Pour remédier à ce déficit de présence, le texte de la députée recommande d’abord de chiffrer plus précisément cette présence, à la fois au niveau des organisations (postes à responsabilité, conditions de travail, etc.) et des contenus : « Pour que les femmes comptent, il faut d’abord les compter. » Céline Calvez propose ainsi de « poursuivre l’enrichissement des indicateurs du rapport annuel du CSA », notamment en période de crise, et d’encourager les médias audiovisuels à compter tous les mois, ou au moins tous les trois mois. « Compter tous les ans c’est une bonne chose, mais quand on est en période de crise on a besoin d’avoir des alertes, c’est pour cela qu’il faut peut-être resserrer les mailles du filet », nous dit-elle.

Alors que l’audiovisuel est obligé de compter les femmes sur ses antennes, la députée souhaite, et ce serait une nouveauté, « proposer des solutions à la presse écrite » et jouer le rôle, dans un premier temps d’incitateur envers ce secteur.

Certains médias comptent déjà : le journal Ouest France dispose d’un baromètre de données, alors que le quotidien Les Echos procède régulièrement à des « screenings » de la version numérique. Le journal Le Monde collecte des données tous les trois mois sur le sexe des signataires des tribunes, des personnes interviewées et sur la une du journal, selon le rapport.

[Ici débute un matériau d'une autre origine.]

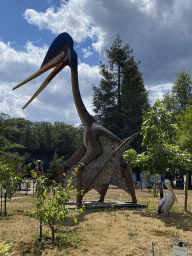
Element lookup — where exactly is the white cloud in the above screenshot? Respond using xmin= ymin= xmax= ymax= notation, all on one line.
xmin=81 ymin=46 xmax=93 ymax=58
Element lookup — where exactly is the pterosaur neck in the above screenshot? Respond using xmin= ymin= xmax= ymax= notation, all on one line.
xmin=71 ymin=68 xmax=95 ymax=126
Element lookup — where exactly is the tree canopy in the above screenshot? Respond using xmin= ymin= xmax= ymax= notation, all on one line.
xmin=93 ymin=35 xmax=149 ymax=151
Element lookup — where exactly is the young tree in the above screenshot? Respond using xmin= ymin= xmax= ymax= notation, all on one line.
xmin=93 ymin=35 xmax=149 ymax=150
xmin=163 ymin=70 xmax=192 ymax=115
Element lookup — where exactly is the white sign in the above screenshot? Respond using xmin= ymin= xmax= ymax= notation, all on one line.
xmin=173 ymin=245 xmax=188 ymax=256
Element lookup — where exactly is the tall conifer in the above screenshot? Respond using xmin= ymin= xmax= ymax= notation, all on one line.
xmin=93 ymin=35 xmax=149 ymax=152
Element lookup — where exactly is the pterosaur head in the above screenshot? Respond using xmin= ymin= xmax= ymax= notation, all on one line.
xmin=13 ymin=33 xmax=77 ymax=109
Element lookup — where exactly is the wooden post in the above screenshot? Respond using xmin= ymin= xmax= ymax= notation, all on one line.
xmin=184 ymin=172 xmax=189 ymax=211
xmin=1 ymin=187 xmax=3 ymax=217
xmin=76 ymin=167 xmax=83 ymax=207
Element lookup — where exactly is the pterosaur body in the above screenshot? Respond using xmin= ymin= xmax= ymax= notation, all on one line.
xmin=13 ymin=33 xmax=136 ymax=204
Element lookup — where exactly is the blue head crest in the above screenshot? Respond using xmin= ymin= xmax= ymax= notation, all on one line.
xmin=41 ymin=32 xmax=73 ymax=67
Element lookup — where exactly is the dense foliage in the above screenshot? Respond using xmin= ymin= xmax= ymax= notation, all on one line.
xmin=0 ymin=154 xmax=26 ymax=198
xmin=132 ymin=71 xmax=192 ymax=177
xmin=0 ymin=113 xmax=83 ymax=159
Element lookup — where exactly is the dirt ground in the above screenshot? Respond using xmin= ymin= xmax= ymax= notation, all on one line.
xmin=0 ymin=187 xmax=192 ymax=256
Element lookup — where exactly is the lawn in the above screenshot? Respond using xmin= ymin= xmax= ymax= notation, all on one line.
xmin=0 ymin=187 xmax=192 ymax=256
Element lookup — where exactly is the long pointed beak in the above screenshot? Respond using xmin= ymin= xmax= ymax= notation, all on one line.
xmin=13 ymin=50 xmax=70 ymax=109
xmin=22 ymin=62 xmax=64 ymax=109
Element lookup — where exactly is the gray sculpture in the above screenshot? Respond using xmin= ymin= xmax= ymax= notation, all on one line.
xmin=13 ymin=33 xmax=138 ymax=204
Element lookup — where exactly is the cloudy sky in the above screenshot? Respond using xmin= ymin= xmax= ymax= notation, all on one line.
xmin=0 ymin=0 xmax=192 ymax=126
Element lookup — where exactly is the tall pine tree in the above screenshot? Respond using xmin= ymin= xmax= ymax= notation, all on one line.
xmin=93 ymin=35 xmax=149 ymax=152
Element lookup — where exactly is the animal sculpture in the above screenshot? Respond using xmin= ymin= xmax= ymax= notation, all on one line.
xmin=13 ymin=33 xmax=137 ymax=203
xmin=157 ymin=179 xmax=177 ymax=215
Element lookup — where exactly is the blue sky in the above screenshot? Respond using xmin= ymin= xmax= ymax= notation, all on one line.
xmin=0 ymin=0 xmax=192 ymax=126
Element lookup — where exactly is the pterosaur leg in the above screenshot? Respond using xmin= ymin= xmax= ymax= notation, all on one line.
xmin=59 ymin=145 xmax=86 ymax=184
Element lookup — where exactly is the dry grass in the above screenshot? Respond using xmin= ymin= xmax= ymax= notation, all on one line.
xmin=0 ymin=188 xmax=192 ymax=256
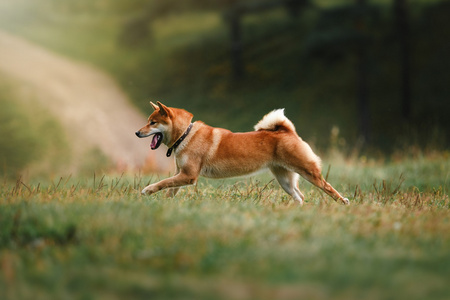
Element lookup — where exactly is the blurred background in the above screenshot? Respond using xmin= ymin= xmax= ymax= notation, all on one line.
xmin=0 ymin=0 xmax=450 ymax=176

Une thématique qui « irrite »

Pour inciter la presse écrite, tout ou partie des aides qui lui sont versées par l’Etat pourraient être conditionnées au respect d’un certain nombre d’indicateurs. Ou un bonus être versé aux magazines et journaux vertueux. Les journaux qui investiraient dans des outils pour mieux compter, tel le paritomètre du journal Le Temps, pourraient toucher un crédit d’impôt. Plusieurs médias se sont d’ailleurs proposés pour tester cet outil. « L’idée de ce rapport c’est aussi de repérer des bonnes pratiques. Si quelques médias arrivent à le faire et qu’on arrive à montrer aux autres que cela marche cela aura une capacité d’entraînement », estime la députée.

En attendant, l’idée de conditionner encore plus les aides de la presse (elles le sont déjà) fait grincer quelques dents. « Je sais que cette thématique irrite, mais je ne suis pas là pour rendre des choses sans aspérités. Nous sommes à un moment où on a une refonte de la filière presse, dans une période post-covid, avec un débat sur la conditionnalité de ces aides sur des objectifs environnementaux. Donc il faut le faire. Il faut que les aides puissent accompagner l’évolution des médias et de la société en général, si c’est de l’argent public », affirme la députée, annonçant à 20 Minutes une mission d’information sur ce sujet dans les prochains mois à l’Assemblée nationale.

Quid du Guide des expertes, un outil gratuit pour les journalistes, qui enregistre 700 connexions par jour, et propose quelque 4.000 expertes à près de 5.000 journalistes accrédités, mais n’a plus le sou ? La députée attend à ce stade de savoir si la pérennisation de cet outil -qui existe depuis 2015 sous forme numérique- pourra passer par un financement des médias eux-mêmes, ou devra nécessiter un sauvetage spécifique. « Notre boulot c‘est de dire "il faut financer" », assure la députée. Le rapport final est attendu pour fin août 2020.